Ellos lo vieron crecer y hoy, satisfechos y sin poder ocultar la emoción, hablan de la vida cotidiana del Presidente.
– ¿Qué le gusta comer?
– Pregúntame qué no le gusta. Si le doy piedras, piedras come, dice ella.
– Un día en que lo vio muy triste.
– Cuando murió el general Torrijos, lloró. Ese hombre lo quiso mucho. Los dos se respetaban, sigue ella.
– ¿Cómo va a ser como Presidente?
Ahora es el padre quien responde:
– En este país, como en todo el mundo, nunca se queda bien con todos. Él quiere hacer un gobierno de coalición con las mejores cabezas del país. Ha escogido a los que él cree que tienen capacidades. Va a hacer lo mejor que pueda porque tiene la mejor de las voluntades.
– ¿Ha cambiado ahora que es Presidente?
– Nunca se le han subido los humos a la cabeza. Ni cuando era ministro, ni cuando trabajaba en el banco. Todas las mañanas, antes de ir al trabajo, pasa a saludarnos y a preguntarnos cómo nos sentimos, explica el doctor Pérez Balladares.
Los Pérez Balladares viven en una pequeña casa al lado de la residencia del Presidente. Él insistió en que sus padres vivieran cerca. “Antes esto era un rancho con cuatro columnas y nosotros lo acondicionamos. A mi me encanta arreglar casas, hacer los diseños, distribuir el espacio”, explica doña María Enriqueta. “Ahora que es Presidente también pasa a saludarnos. Hace poco entró, me dio un golpecito en la cabeza y me dijo: ¿qué tal vieja? Y yo le respondí: Más respeto, que soy la mamá del Presidente”.

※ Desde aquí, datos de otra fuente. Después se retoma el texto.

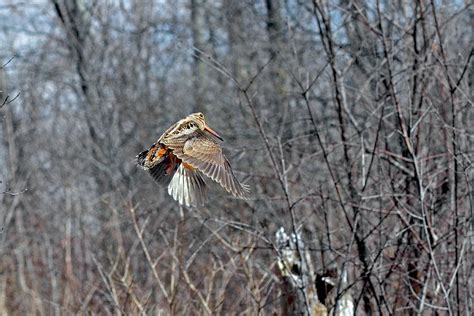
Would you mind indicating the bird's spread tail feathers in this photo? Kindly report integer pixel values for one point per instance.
(188, 187)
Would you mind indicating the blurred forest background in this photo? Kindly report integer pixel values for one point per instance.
(351, 120)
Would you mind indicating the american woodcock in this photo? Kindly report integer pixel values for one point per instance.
(182, 154)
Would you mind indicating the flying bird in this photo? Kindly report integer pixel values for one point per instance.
(183, 154)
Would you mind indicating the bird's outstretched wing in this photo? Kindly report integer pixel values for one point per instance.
(202, 152)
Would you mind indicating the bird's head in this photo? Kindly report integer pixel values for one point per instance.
(200, 121)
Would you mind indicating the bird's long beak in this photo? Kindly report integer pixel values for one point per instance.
(213, 132)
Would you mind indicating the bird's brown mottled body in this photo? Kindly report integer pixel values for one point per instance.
(182, 154)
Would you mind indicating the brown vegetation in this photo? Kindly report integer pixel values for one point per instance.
(351, 120)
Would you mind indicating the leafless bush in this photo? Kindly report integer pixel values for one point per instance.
(351, 120)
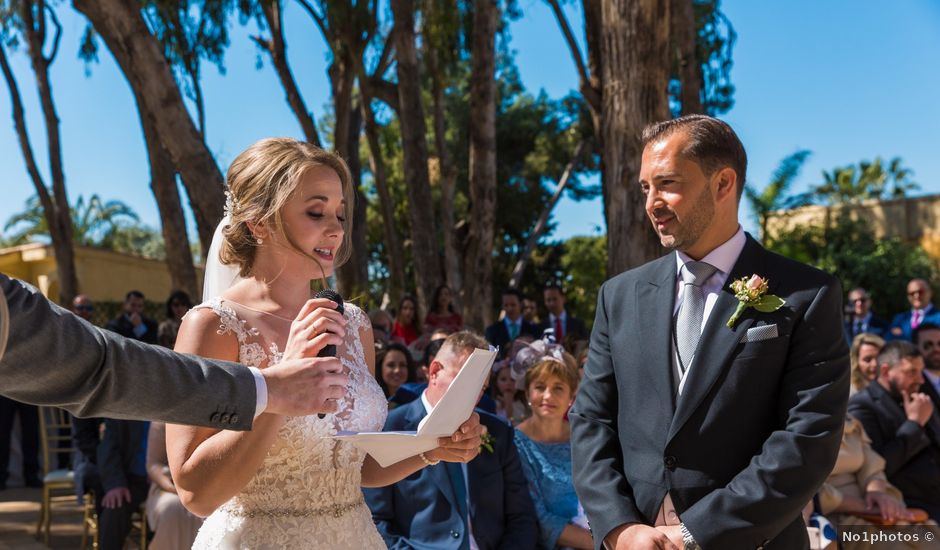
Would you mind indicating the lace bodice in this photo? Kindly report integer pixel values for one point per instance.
(307, 492)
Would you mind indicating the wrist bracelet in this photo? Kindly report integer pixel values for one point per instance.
(426, 461)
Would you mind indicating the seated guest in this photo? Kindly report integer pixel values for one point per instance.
(927, 339)
(86, 436)
(173, 525)
(567, 328)
(483, 504)
(176, 307)
(863, 356)
(861, 319)
(903, 426)
(530, 311)
(122, 461)
(442, 314)
(919, 295)
(132, 323)
(510, 400)
(394, 367)
(858, 485)
(545, 450)
(512, 325)
(406, 328)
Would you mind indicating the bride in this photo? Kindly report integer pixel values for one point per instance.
(287, 483)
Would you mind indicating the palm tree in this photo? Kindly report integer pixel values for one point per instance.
(776, 195)
(92, 223)
(868, 180)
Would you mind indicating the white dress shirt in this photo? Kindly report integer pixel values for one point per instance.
(723, 259)
(261, 391)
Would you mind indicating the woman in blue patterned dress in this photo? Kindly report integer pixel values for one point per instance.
(544, 447)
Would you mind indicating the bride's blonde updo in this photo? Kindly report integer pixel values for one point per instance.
(260, 182)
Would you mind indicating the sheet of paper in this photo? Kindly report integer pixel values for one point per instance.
(454, 407)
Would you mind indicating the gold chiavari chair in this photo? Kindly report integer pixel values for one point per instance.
(58, 485)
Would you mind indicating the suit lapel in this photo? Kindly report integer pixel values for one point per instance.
(656, 299)
(437, 473)
(718, 341)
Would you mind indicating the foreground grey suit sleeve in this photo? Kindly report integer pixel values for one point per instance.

– Y a ustedes, ¿les ha cambiado la vida?
La respuesta es un no rotundo de parte de los dos. Pero en el fondo sí lo ha hecho. A doña María Enriqueta le han aparecido muchos parientes de los que nunca antes tuvo noticia. Reciben muchas llamadas al día para pedierles desde una casa hasta un ministerio. Él se las ingenia para aclarar entre chiste y chiste que solo son los padres del Presidente y, en este caso específico, no hay mucha opción para repartir ni casa, ni ministerios, ni intermedios.

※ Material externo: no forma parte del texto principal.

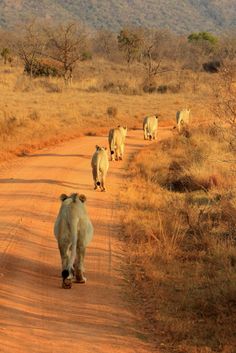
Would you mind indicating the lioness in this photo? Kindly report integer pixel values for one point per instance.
(116, 139)
(73, 231)
(150, 125)
(100, 165)
(182, 119)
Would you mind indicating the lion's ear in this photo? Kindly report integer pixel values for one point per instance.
(63, 197)
(82, 198)
(73, 196)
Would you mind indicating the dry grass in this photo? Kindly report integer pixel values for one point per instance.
(181, 242)
(42, 111)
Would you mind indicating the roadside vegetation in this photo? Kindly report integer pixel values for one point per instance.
(57, 81)
(179, 227)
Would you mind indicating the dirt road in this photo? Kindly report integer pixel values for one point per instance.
(36, 314)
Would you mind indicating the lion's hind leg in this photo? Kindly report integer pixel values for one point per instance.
(79, 265)
(66, 273)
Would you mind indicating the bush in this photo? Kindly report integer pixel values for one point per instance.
(43, 69)
(212, 66)
(112, 112)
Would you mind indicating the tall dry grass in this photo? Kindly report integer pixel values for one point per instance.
(35, 112)
(179, 228)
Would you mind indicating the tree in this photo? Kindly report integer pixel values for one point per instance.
(129, 42)
(154, 49)
(105, 43)
(5, 54)
(30, 46)
(202, 37)
(67, 45)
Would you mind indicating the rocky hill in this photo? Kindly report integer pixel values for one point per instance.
(181, 16)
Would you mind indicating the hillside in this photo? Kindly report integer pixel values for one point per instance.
(180, 16)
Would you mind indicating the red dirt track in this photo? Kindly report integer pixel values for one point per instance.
(37, 315)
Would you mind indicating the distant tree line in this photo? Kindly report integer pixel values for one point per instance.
(55, 50)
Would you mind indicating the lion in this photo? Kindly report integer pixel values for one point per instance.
(183, 119)
(116, 139)
(100, 165)
(150, 125)
(73, 231)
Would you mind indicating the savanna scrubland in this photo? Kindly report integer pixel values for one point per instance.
(179, 219)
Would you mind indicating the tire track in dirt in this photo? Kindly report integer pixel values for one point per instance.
(36, 314)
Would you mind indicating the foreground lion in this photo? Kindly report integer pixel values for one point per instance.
(73, 231)
(116, 139)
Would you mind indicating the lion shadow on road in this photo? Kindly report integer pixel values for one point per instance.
(39, 181)
(58, 155)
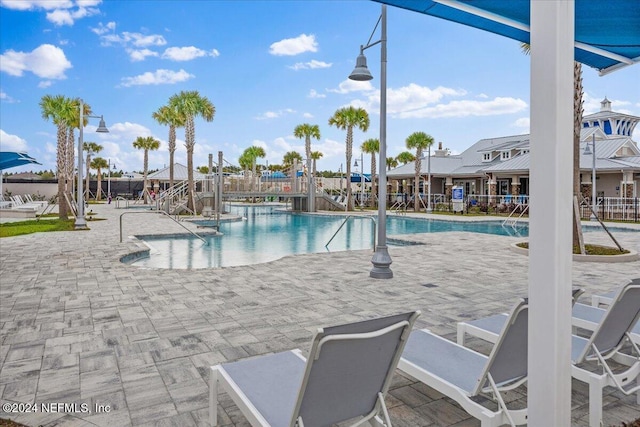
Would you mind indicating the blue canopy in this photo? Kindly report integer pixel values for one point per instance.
(11, 159)
(607, 34)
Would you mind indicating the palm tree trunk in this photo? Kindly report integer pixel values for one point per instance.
(99, 191)
(416, 182)
(145, 192)
(172, 150)
(577, 125)
(190, 142)
(86, 179)
(62, 176)
(349, 150)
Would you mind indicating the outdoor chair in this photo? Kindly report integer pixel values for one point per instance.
(614, 329)
(463, 374)
(346, 377)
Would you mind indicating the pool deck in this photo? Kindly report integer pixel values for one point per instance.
(77, 325)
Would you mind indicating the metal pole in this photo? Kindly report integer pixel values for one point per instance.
(80, 221)
(593, 217)
(429, 210)
(381, 259)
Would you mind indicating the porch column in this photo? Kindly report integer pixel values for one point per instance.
(550, 223)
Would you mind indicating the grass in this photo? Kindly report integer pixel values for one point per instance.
(10, 229)
(589, 249)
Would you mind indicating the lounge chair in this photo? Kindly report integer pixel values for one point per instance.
(614, 329)
(346, 377)
(462, 374)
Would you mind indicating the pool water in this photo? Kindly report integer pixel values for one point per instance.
(268, 233)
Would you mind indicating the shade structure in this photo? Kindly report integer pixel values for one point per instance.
(607, 33)
(601, 35)
(12, 159)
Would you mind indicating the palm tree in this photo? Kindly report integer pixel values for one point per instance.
(168, 116)
(315, 155)
(250, 155)
(90, 148)
(59, 109)
(372, 146)
(346, 119)
(405, 157)
(146, 143)
(578, 101)
(420, 141)
(392, 162)
(98, 164)
(307, 132)
(289, 157)
(190, 104)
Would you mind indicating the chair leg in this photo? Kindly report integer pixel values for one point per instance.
(595, 403)
(213, 396)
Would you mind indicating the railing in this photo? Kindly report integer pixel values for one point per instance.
(346, 220)
(168, 216)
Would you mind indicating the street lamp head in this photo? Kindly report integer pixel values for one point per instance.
(102, 128)
(361, 73)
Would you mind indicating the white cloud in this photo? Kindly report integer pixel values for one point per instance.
(348, 86)
(137, 55)
(157, 78)
(290, 47)
(465, 108)
(523, 123)
(6, 98)
(103, 29)
(12, 142)
(314, 94)
(311, 65)
(36, 4)
(45, 61)
(187, 53)
(274, 114)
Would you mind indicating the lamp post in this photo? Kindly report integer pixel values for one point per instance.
(109, 179)
(361, 178)
(81, 223)
(587, 152)
(429, 210)
(381, 259)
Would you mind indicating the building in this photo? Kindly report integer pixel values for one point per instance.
(500, 166)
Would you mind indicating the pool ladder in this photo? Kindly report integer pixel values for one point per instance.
(373, 220)
(168, 216)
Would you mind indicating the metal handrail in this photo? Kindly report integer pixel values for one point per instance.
(345, 221)
(168, 216)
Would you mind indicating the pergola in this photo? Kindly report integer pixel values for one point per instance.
(601, 34)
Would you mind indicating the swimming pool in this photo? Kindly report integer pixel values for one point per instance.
(267, 233)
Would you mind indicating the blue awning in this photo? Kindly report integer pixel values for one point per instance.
(607, 33)
(11, 159)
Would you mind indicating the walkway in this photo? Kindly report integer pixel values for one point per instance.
(79, 326)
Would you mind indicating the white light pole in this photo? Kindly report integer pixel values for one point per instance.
(81, 223)
(381, 259)
(361, 178)
(429, 210)
(587, 151)
(109, 179)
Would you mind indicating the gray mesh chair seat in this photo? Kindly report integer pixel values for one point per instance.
(612, 328)
(461, 373)
(346, 377)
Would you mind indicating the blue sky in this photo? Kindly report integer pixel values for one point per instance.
(267, 66)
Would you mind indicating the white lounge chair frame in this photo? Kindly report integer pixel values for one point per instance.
(591, 349)
(503, 370)
(318, 369)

Entre tanto, a ella le sobra la amabilidad para entender el por qué de las solicitudes.
Él le dice “Reyna” y ella lo llama “Viejo”. Hace más de sesenta años se casaron. Hoy, a los recuerdos de amores súbitos y flechazos disimulados, se les junta esa paz que hasta la pasión más grande en algún momento añora.
– ¿Cuál es el secreto de un matrimonio bueno y duradero?
– Quererse y respetarse, responden sin una duda.
Cada uno da la mitad de la receta y los dos la garantizan con horas de historias y anécdotas que solo tantos años les permite contar.